Ne consegue che non può essere condivisa la tesi difensiva che ritiene l’estraneità del credito alla pregressa attività gestoria, in ragione della valenza inizialmente ‘attiva’ della posta di bilancio in questione, in quanto incassata dall’Ente a titolo di spese legali all’esito di vertenze giudiziarie favorevolmente concluse, posto che, per quanto sopra argomentato, dalla data di dichiarazione di dissesto i singoli creditori non possono intraprendere o proseguire azioni esecutive per debiti che rientrano ormai nella competenza dell’Organo straordinario di liquidazione fino all’approvazione del rendiconto di cui all’art. 256 del T.U.E.L.

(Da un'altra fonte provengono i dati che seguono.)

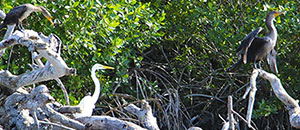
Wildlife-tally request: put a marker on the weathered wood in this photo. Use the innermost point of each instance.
(69, 109)
(19, 105)
(251, 96)
(58, 117)
(108, 123)
(290, 103)
(46, 47)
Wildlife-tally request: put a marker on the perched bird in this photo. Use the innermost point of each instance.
(87, 104)
(255, 49)
(19, 13)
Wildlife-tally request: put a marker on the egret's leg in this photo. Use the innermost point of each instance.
(254, 65)
(259, 64)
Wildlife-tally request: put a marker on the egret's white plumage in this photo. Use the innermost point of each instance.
(87, 104)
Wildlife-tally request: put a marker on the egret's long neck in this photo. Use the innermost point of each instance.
(97, 86)
(271, 27)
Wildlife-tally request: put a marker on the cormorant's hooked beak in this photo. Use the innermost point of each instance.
(279, 13)
(107, 67)
(49, 18)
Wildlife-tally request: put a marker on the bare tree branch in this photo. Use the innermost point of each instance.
(290, 103)
(46, 46)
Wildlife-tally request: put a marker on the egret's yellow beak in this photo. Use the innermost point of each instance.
(49, 18)
(107, 67)
(279, 13)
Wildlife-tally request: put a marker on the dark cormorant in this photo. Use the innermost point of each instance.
(19, 13)
(254, 49)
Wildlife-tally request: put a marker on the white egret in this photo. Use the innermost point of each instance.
(87, 104)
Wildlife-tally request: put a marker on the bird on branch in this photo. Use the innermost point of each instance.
(87, 104)
(255, 49)
(19, 13)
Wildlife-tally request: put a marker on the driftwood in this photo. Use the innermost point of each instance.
(37, 109)
(290, 103)
(46, 46)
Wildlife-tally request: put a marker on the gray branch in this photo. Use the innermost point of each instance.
(290, 103)
(108, 123)
(46, 47)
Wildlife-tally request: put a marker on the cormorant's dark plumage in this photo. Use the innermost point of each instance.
(254, 49)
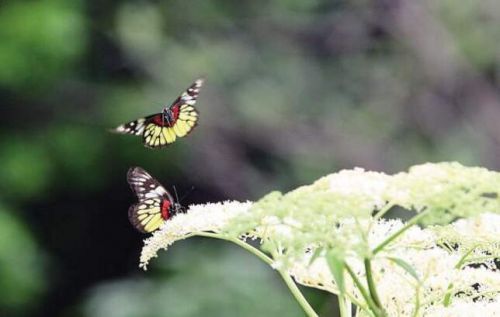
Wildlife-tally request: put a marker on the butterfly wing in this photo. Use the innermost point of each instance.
(177, 120)
(135, 127)
(146, 215)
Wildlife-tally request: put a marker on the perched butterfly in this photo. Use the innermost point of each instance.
(176, 120)
(155, 205)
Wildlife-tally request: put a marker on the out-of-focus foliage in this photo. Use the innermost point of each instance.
(22, 266)
(205, 279)
(294, 90)
(40, 40)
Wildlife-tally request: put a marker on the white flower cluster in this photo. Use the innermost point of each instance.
(211, 217)
(446, 269)
(470, 288)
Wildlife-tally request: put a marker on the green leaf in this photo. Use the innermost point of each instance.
(405, 266)
(337, 267)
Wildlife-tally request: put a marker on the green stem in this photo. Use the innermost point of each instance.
(297, 294)
(343, 306)
(373, 307)
(371, 283)
(391, 238)
(383, 211)
(286, 277)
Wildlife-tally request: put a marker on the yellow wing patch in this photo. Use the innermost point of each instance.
(146, 215)
(157, 136)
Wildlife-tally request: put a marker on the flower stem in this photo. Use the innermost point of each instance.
(344, 306)
(371, 283)
(373, 307)
(391, 238)
(261, 255)
(297, 294)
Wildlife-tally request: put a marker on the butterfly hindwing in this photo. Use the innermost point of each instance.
(146, 215)
(154, 201)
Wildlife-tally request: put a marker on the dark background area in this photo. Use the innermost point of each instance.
(295, 90)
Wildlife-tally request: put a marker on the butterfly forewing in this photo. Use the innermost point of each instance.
(148, 214)
(135, 127)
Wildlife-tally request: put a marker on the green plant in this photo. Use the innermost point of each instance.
(332, 235)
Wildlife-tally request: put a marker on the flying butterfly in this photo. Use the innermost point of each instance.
(175, 121)
(156, 205)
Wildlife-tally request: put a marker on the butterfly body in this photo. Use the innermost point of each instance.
(156, 205)
(177, 120)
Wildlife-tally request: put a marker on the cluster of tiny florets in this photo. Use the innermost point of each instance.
(444, 269)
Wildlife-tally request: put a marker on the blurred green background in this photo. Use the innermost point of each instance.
(295, 90)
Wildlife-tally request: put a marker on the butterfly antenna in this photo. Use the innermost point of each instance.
(186, 194)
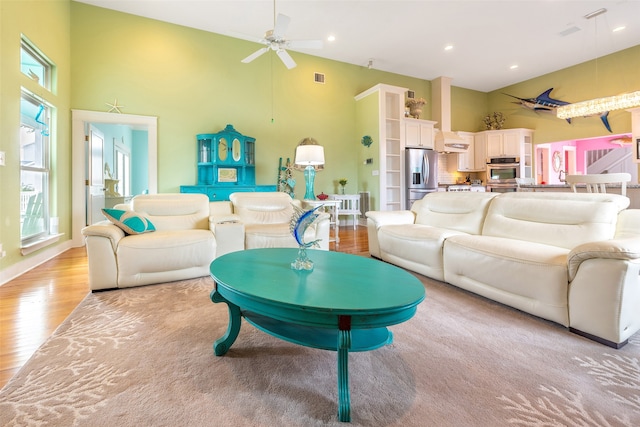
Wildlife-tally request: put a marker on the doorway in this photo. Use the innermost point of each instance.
(80, 124)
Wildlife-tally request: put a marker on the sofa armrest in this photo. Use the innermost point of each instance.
(105, 229)
(380, 218)
(622, 249)
(377, 219)
(222, 219)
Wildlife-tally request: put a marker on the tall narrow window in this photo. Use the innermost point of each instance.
(35, 140)
(34, 168)
(123, 171)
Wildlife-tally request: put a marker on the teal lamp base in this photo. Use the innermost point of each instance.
(309, 177)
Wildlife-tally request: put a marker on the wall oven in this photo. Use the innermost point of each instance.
(502, 173)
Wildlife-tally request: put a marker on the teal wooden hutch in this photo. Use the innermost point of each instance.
(226, 164)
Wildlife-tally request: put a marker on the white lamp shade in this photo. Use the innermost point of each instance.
(309, 155)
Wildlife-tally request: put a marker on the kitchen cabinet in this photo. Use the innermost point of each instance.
(419, 133)
(474, 159)
(380, 114)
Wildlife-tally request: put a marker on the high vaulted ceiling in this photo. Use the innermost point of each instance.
(409, 37)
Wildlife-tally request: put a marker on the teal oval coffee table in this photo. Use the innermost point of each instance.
(344, 304)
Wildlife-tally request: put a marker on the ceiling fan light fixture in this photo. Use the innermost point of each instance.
(275, 40)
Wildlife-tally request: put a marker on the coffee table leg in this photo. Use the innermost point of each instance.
(222, 345)
(344, 343)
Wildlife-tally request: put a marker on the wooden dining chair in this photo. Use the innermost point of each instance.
(596, 183)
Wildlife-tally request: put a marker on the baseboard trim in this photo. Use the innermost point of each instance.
(608, 343)
(19, 268)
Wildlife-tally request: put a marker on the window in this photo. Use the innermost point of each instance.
(123, 170)
(35, 127)
(34, 66)
(34, 168)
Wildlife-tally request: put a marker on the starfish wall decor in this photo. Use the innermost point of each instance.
(114, 107)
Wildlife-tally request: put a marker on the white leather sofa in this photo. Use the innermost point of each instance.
(189, 233)
(262, 220)
(570, 258)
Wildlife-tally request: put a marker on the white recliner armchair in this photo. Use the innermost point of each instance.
(261, 220)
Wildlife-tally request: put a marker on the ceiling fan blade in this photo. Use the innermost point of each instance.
(286, 58)
(254, 55)
(280, 28)
(305, 44)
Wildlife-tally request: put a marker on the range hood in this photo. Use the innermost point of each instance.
(450, 142)
(446, 141)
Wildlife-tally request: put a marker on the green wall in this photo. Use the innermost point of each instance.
(48, 27)
(606, 76)
(194, 82)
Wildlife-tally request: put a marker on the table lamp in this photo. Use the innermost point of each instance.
(309, 155)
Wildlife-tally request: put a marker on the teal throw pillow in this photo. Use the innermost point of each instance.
(129, 221)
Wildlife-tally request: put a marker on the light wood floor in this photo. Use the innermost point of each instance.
(33, 305)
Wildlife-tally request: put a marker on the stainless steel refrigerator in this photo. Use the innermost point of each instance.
(421, 173)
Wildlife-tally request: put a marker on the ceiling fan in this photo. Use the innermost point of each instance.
(275, 40)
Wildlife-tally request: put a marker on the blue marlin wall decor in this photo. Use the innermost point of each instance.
(545, 103)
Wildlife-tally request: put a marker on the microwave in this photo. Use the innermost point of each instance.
(503, 170)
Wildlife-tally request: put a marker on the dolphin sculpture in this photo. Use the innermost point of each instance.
(544, 102)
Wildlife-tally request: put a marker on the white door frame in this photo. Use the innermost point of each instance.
(79, 122)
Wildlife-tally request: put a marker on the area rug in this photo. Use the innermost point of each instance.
(143, 357)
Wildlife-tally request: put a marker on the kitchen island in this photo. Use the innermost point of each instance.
(633, 190)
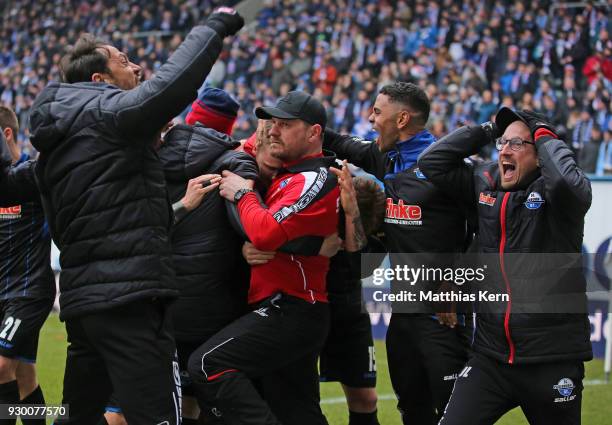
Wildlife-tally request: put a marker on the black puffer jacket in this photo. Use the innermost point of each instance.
(211, 276)
(533, 238)
(102, 184)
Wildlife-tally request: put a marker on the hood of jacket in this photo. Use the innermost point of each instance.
(187, 150)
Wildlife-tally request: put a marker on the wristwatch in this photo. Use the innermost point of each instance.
(490, 129)
(239, 194)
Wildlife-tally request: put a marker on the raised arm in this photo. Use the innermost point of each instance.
(362, 153)
(443, 163)
(566, 185)
(151, 105)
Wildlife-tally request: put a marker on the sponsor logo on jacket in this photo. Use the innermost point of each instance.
(565, 386)
(486, 199)
(534, 201)
(400, 213)
(10, 213)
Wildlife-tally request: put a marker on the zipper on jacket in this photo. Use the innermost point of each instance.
(502, 247)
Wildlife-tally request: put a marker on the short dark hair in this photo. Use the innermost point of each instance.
(372, 203)
(8, 119)
(88, 56)
(409, 95)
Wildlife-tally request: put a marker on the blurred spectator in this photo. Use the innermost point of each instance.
(471, 56)
(590, 151)
(604, 158)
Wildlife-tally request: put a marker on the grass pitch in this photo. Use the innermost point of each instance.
(597, 399)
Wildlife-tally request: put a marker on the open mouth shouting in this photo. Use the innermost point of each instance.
(508, 170)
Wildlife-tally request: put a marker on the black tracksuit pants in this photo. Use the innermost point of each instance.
(277, 344)
(128, 349)
(548, 393)
(424, 359)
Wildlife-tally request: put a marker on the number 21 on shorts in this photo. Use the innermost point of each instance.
(10, 327)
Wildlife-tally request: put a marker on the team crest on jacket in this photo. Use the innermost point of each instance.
(284, 183)
(400, 213)
(565, 386)
(534, 201)
(10, 213)
(486, 199)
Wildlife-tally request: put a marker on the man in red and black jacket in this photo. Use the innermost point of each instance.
(530, 207)
(281, 338)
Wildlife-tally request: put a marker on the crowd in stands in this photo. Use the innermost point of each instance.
(471, 57)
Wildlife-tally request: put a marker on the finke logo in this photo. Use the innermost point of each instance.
(402, 214)
(10, 212)
(534, 201)
(486, 199)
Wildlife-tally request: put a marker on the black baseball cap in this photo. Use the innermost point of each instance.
(506, 116)
(296, 105)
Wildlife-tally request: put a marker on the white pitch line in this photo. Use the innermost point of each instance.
(340, 400)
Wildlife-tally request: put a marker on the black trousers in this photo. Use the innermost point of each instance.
(424, 359)
(128, 349)
(277, 344)
(548, 393)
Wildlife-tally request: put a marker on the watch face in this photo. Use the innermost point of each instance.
(240, 194)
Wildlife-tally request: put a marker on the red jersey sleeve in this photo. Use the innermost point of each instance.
(295, 210)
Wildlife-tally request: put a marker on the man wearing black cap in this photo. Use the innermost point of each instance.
(529, 205)
(281, 338)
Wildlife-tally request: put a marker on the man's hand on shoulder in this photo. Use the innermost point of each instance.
(197, 188)
(231, 183)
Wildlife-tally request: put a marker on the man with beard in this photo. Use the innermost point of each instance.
(424, 351)
(283, 335)
(106, 203)
(530, 347)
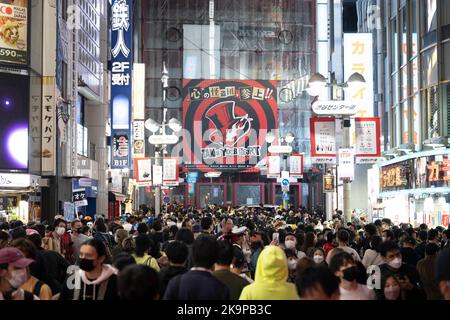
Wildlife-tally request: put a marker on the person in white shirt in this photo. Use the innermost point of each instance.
(343, 237)
(344, 267)
(372, 256)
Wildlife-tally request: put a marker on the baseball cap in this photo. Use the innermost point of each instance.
(442, 269)
(14, 257)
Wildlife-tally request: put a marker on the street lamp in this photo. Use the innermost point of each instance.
(317, 83)
(286, 150)
(160, 139)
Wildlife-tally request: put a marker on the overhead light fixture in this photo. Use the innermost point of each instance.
(175, 125)
(289, 138)
(270, 137)
(152, 125)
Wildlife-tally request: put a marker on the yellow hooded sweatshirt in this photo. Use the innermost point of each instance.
(271, 278)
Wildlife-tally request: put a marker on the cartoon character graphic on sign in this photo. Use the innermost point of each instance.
(228, 128)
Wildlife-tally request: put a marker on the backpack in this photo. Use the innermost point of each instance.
(107, 242)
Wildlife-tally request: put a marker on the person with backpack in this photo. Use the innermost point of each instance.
(33, 284)
(102, 234)
(143, 244)
(13, 274)
(93, 279)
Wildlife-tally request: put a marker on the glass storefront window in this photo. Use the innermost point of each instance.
(404, 38)
(405, 122)
(429, 22)
(405, 86)
(249, 195)
(429, 67)
(417, 135)
(394, 45)
(211, 194)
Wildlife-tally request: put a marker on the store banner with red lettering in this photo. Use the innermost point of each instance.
(273, 167)
(296, 165)
(227, 122)
(170, 172)
(368, 145)
(143, 171)
(121, 29)
(323, 140)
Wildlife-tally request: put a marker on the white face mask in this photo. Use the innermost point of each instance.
(318, 258)
(18, 278)
(289, 244)
(396, 263)
(60, 230)
(292, 264)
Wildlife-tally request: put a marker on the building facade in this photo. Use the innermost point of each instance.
(413, 42)
(231, 41)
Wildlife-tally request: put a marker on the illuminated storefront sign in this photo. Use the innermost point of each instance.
(121, 80)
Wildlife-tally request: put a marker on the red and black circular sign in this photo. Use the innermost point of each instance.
(227, 121)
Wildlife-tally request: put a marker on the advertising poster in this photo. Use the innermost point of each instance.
(296, 165)
(358, 57)
(346, 164)
(170, 171)
(368, 146)
(273, 166)
(14, 122)
(143, 170)
(14, 31)
(228, 121)
(323, 140)
(120, 149)
(121, 80)
(138, 139)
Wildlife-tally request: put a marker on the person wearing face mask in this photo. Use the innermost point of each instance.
(94, 280)
(290, 242)
(391, 289)
(318, 255)
(65, 240)
(272, 273)
(344, 267)
(34, 283)
(292, 264)
(406, 274)
(13, 275)
(78, 238)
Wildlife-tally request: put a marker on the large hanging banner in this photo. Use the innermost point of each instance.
(14, 31)
(121, 80)
(228, 121)
(368, 146)
(323, 140)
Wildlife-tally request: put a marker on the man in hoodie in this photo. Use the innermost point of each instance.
(177, 253)
(94, 280)
(199, 283)
(271, 278)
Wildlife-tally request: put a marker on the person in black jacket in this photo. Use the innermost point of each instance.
(177, 253)
(93, 280)
(406, 274)
(199, 283)
(52, 266)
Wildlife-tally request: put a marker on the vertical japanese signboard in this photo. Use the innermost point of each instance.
(170, 172)
(143, 171)
(273, 167)
(296, 165)
(358, 57)
(368, 145)
(346, 164)
(228, 121)
(121, 81)
(14, 31)
(48, 126)
(323, 140)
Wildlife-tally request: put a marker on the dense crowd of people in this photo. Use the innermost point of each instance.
(223, 254)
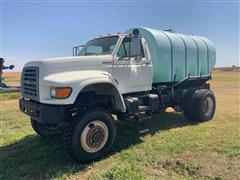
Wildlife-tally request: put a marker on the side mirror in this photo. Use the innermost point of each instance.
(136, 46)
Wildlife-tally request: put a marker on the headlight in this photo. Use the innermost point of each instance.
(60, 92)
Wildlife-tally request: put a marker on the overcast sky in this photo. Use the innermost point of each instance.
(33, 30)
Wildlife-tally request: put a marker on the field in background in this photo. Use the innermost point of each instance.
(173, 148)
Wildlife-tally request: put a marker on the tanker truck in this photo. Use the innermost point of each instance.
(132, 74)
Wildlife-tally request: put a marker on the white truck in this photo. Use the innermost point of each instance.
(131, 74)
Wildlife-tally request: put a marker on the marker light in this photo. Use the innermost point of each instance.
(60, 92)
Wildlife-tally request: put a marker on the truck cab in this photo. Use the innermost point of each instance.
(109, 75)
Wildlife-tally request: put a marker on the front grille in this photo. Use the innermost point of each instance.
(30, 83)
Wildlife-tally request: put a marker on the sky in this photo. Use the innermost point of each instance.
(34, 30)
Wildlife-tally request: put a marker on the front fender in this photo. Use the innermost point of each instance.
(77, 80)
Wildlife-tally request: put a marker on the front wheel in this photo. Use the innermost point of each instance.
(91, 136)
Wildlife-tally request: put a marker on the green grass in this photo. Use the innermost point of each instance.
(174, 148)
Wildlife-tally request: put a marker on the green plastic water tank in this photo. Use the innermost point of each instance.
(176, 56)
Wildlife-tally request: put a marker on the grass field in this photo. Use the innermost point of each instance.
(174, 148)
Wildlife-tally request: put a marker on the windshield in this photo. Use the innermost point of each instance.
(99, 46)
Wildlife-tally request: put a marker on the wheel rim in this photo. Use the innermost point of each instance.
(94, 136)
(208, 106)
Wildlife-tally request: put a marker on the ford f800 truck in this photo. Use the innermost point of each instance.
(131, 74)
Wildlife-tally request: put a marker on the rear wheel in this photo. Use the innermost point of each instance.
(91, 136)
(200, 105)
(45, 130)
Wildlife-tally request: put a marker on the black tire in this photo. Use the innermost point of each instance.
(45, 130)
(199, 99)
(74, 134)
(195, 107)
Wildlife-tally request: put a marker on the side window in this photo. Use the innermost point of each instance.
(94, 50)
(125, 48)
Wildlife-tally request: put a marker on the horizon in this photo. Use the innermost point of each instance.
(38, 30)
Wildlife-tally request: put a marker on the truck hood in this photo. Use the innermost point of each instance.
(72, 63)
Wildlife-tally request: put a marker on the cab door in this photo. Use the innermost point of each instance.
(132, 72)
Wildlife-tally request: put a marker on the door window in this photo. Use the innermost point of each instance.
(125, 48)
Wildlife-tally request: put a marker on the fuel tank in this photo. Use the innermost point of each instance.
(176, 56)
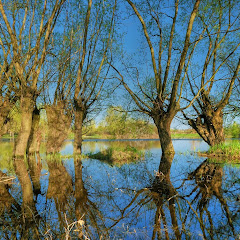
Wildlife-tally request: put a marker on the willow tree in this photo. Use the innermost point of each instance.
(8, 96)
(219, 66)
(93, 40)
(168, 44)
(27, 27)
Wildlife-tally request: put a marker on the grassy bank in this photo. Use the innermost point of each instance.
(229, 150)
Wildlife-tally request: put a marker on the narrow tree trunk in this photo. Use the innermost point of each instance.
(209, 127)
(28, 206)
(35, 135)
(164, 131)
(79, 118)
(27, 106)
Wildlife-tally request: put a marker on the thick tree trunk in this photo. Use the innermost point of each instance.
(35, 135)
(59, 122)
(163, 125)
(79, 118)
(209, 127)
(27, 106)
(28, 206)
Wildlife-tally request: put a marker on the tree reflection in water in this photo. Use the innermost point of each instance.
(88, 199)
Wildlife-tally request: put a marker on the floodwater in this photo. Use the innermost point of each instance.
(59, 197)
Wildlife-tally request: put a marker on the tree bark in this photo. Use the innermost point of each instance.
(80, 115)
(35, 135)
(210, 127)
(27, 106)
(59, 121)
(163, 124)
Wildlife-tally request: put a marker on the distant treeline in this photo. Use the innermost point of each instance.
(117, 124)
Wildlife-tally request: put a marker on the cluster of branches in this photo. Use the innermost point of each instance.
(53, 56)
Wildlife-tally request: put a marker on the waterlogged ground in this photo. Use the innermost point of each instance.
(46, 197)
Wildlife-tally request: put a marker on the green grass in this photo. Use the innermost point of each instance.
(229, 148)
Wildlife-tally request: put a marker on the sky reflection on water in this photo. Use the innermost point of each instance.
(90, 198)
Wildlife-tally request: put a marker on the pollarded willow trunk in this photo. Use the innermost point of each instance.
(5, 108)
(28, 206)
(80, 115)
(27, 105)
(163, 125)
(59, 122)
(35, 135)
(210, 127)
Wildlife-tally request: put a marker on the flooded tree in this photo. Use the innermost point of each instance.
(219, 68)
(160, 95)
(8, 96)
(93, 39)
(26, 28)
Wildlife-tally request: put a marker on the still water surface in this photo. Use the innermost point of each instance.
(66, 198)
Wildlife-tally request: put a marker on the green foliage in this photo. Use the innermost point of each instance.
(233, 130)
(232, 148)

11. In definitiva l’appello va respinto ed ogni altra questione dedotta deve ritenersi assorbita, atteso che il giudizio di ottemperanza che abbia ad oggetto provvedimenti giurisdizionali recanti condanna della P.A. al pagamento di somme di denaro è equiparabile al giudizio di esecuzione e, pertanto, rientra nell’ambito di applicazione della richiamata disposizione normativa dell’art. 248, comma 2, d.lgs. n. 267 del 2000;
ciò in quanto la procedura di liquidazione dei debiti è essenzialmente dominata dal principio della par condicio dei creditori, in relazione alla molteplicità dei debiti contratti da un ente pubblico poi dichiarato dissestato, sicchè la tutela della concorsualità comporta, in linea generale, l’inibitoria anche del ricorso di ottemperanza, in quanto misura coattiva di soddisfacimento individuale del creditore (cfr. Cons. Stato n. 6035 del 2007).

12. Nulla va disposto per le spese di lite del grado, in mancanza di attività difensiva della parte intimata.